Minggu, 27 Mei 2012

Should Doctors Feel?

There was an article in today's New York Times called "When Doctors Grieve."  Leeat Granik mentions her mother's long battle with cancer and the family's relationship with her oncologist.  She is now a health psychologist and has just published an study done by interviewing 20 Canadian oncologists.  While I know nothing about the methodology she discusses, I found her conclusions, as she summarized them for the NYTimes, to be thought provoking:


We found that oncologists struggled to manage their feelings of grief with the detachment they felt was necessary to do their job. More than half of our participants reported feelings of failure, self-doubt, sadness and powerlessness as part of their grief experience, and a third talked about feelings of guilt, loss of sleep and crying.
Our study indicated that grief in the medical context is considered shameful and unprofessional. Even though participants wrestled with feelings of grief, they hid them from others because showing emotion was considered a sign of weakness. In fact, many remarked that our interview was the first time they had been asked these questions or spoken about these emotions at all.
The impact of all this unacknowledged grief was exactly what we don’t want our doctors to experience: inattentiveness, impatience, irritability, emotional exhaustion and burnout.
Even more distressing, half our participants reported that their discomfort with their grief over patient loss could affect their treatment decisions with subsequent patients — leading them, for instance, to provide more aggressive chemotherapy, to put a patient in a clinical trial, or to recommend further surgery when palliative care might be a better option. One oncologist in our study remarked: “I see an inability sometimes to stop treatment when treatment should be stopped. When treatment’s futile, when it’s clearly futile.”

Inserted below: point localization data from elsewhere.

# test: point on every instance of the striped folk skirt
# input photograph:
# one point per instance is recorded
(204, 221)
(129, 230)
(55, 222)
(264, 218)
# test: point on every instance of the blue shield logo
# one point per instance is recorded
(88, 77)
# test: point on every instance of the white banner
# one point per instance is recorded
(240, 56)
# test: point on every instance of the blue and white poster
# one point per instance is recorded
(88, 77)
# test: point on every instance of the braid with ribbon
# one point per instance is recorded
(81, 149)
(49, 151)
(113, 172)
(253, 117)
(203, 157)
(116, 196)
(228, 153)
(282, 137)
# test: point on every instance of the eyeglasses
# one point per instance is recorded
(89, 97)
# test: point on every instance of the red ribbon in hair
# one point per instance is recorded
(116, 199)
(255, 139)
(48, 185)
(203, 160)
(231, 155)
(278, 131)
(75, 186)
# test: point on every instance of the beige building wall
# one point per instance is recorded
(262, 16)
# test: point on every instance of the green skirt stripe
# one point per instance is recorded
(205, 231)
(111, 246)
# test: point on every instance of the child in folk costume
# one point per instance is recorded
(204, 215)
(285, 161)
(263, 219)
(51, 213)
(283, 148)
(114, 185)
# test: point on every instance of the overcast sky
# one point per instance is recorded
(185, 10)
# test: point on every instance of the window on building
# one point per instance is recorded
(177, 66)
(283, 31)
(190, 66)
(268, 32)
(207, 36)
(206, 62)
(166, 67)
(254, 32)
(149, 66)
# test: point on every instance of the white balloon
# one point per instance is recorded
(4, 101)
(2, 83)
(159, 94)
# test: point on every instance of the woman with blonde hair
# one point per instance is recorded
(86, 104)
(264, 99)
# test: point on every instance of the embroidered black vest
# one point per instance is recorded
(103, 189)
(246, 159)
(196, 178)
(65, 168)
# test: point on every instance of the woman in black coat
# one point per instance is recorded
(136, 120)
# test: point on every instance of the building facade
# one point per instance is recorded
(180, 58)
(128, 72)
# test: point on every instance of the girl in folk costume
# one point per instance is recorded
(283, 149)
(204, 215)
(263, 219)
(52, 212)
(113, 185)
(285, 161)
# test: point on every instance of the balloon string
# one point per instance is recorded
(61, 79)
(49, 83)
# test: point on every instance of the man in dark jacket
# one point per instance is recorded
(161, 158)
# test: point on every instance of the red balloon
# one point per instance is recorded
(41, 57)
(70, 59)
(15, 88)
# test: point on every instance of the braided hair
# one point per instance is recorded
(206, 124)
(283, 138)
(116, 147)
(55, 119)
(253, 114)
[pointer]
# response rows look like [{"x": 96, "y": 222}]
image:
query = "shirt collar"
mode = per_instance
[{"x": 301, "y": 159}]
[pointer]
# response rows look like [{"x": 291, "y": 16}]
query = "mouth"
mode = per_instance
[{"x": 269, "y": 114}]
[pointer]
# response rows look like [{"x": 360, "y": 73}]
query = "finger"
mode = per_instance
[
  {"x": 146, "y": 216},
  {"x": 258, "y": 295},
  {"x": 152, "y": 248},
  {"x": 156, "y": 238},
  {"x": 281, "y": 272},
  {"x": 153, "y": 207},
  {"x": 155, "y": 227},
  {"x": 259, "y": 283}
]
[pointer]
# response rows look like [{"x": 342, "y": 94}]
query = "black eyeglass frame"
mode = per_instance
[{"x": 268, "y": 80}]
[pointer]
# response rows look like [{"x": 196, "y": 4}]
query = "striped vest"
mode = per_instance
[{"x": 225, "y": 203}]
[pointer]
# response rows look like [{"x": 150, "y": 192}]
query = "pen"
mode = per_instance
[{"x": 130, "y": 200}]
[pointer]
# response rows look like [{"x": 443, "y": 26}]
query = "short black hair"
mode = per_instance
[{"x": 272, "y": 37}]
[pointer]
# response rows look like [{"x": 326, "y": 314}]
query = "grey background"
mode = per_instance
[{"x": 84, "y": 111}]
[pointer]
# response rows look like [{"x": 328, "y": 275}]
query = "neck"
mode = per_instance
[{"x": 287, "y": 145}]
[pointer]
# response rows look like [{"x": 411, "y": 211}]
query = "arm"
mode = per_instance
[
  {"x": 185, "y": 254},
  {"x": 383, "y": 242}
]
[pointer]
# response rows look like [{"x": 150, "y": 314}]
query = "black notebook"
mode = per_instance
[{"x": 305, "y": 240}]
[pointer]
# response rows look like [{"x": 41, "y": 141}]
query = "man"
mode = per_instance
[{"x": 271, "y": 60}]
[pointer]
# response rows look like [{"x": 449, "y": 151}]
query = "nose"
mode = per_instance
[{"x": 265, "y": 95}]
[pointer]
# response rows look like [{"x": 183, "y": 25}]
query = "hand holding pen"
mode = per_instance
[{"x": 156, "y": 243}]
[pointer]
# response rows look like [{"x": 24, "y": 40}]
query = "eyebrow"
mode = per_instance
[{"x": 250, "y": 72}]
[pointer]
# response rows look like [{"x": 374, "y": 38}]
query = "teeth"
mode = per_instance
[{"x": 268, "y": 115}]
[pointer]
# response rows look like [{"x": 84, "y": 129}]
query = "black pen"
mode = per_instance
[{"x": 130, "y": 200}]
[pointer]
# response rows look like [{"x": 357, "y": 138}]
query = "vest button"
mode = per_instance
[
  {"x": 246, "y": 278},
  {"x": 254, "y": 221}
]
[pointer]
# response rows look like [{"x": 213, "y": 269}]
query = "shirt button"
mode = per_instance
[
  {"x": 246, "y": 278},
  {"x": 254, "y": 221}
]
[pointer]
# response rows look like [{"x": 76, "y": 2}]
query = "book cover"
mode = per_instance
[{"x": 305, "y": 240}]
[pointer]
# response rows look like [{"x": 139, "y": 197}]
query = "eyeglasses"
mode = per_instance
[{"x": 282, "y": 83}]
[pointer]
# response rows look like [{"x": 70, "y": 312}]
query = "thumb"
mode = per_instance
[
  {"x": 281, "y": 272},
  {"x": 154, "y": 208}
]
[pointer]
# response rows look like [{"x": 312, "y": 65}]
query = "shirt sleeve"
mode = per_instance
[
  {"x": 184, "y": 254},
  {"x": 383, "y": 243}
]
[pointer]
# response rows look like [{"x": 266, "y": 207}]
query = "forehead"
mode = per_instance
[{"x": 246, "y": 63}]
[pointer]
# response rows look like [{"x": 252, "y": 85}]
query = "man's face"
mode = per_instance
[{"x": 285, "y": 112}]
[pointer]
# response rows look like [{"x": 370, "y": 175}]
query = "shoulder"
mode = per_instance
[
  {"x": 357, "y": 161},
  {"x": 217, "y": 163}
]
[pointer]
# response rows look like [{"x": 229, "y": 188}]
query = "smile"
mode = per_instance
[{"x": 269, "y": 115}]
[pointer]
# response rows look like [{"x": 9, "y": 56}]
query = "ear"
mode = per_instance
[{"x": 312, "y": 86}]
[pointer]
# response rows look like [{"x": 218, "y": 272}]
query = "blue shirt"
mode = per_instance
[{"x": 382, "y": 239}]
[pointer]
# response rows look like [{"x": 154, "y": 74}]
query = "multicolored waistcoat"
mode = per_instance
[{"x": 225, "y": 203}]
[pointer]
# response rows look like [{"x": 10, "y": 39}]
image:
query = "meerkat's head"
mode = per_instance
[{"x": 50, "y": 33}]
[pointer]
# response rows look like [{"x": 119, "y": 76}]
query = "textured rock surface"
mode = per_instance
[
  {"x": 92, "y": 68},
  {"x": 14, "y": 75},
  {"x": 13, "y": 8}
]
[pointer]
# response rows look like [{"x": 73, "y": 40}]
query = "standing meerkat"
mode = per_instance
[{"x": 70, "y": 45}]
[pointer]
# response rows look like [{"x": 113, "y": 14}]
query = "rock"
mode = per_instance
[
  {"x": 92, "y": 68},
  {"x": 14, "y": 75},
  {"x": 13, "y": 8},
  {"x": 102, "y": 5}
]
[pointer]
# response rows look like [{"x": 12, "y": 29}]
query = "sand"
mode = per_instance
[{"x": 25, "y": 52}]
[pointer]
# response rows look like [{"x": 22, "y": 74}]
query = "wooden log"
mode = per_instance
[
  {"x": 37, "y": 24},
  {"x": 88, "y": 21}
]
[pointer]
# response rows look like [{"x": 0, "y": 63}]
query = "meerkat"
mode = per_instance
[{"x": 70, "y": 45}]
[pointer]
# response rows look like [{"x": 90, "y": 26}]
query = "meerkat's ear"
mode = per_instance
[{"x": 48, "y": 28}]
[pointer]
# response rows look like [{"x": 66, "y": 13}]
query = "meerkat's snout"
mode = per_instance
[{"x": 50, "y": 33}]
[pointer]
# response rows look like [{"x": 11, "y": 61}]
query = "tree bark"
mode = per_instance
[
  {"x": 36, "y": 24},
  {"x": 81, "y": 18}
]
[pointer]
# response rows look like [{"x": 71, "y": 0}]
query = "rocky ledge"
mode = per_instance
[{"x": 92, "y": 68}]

I wondered if  one or two (or a few) psychotherapy sessions might help doctors who deal with death or other difficult patient issues?  Might brief psychotherapy give these doctors a chance to  express and explore difficult emotions in way that might make them more comfortable with their feelings --even social or culturally unacceptable feelings-- and be more aware of how these feelings are impacting their work?  It's just a moment of wonder.  I don't want this to be read as a wish to medicalize normal emotions or to suggest that all oncologists need long-term psychotherapy, or that such a thing even be required, it's  just a question of 'what if' such a venue were easily available in a non-stigmatizing environment?  What do you think?  Maybe it's just the sort of thing one should feel comfortable talking with colleagues, or a nice spouse, about, though I think the point of the article was that it isn't okay to talk about these things without being seen as weak or troubled.